The idea is to funnel about $10 million into a trust to be divided among the claimants over five years in proportions that will be approved by the bankruptcy court, advisers said at the hearing. The process would bring plaintiffs into one forum — the bankruptcy court — to negotiate, rather than proceeding to separate damages lawsuits that were scheduled to take place in Texas and Connecticut this year.
Infowars makes most of its money selling clothing, vitamins and mineral supplements through an entity called Free Speech Systems LLC, which is not bankrupt. Free Speech Systems generated about $56 million in revenue last year, up from about $80 million in previous years, proposed restructuring manager W. Marc Schwartz told the court. He said the company has recently struggled to maintain relationships with suppliers and banks.
Schwartz said advisers don’t want Jones or Free Speech Systems to file for bankruptcy because it could damage their reputation with suppliers and further hurt sales. Since bankrupt entities don’t make a lot of money themselves, they rely on Jones to fund the settlement.
The proposed settlement structure has drawn little to no praise from attorneys representing the families suing Jones, who have called the bankruptcy an attempt to save Jones from trial for his Sandy Hook comments.
“Your honor, that’s just not fair. It’s illegitimate,” said Randy Williams, an attorney for the plaintiffs suing Jones in Connecticut. Williams said he would file an emergency petition to dismiss bankruptcy. Jones and Free Speech Systems have already been found liable in the lawsuits, but lawsuits over the amount of damages have now been halted due to the Chapter 11 filing. Jones and Free Speech Systems “want to benefit from bankruptcy without being at risk.” bankruptcy,” Williams said.

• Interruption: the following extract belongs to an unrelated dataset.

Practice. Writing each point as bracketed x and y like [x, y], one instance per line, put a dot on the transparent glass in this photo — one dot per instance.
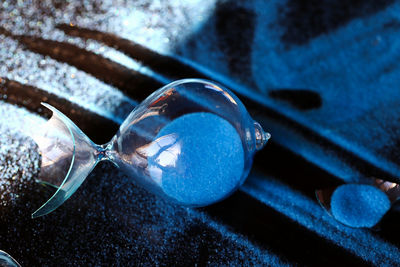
[192, 142]
[359, 205]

U.S. Bankruptcy Judge Christopher Lopez, who is overseeing the case, said he heard legitimate concerns during the hearing but stressed it was too early to draw conclusions on the Chapter 11 case.
“I don’t legitimize or delegitimize anything,” Lopez said. “We will run a process based on the Federal Rules of Bankruptcy Procedure, the Bankruptcy Code and due process.”
A status conference is set for April 29.
The main case is InfoW LLC, 22-60020, US Bankruptcy Court, Southern District of Texas.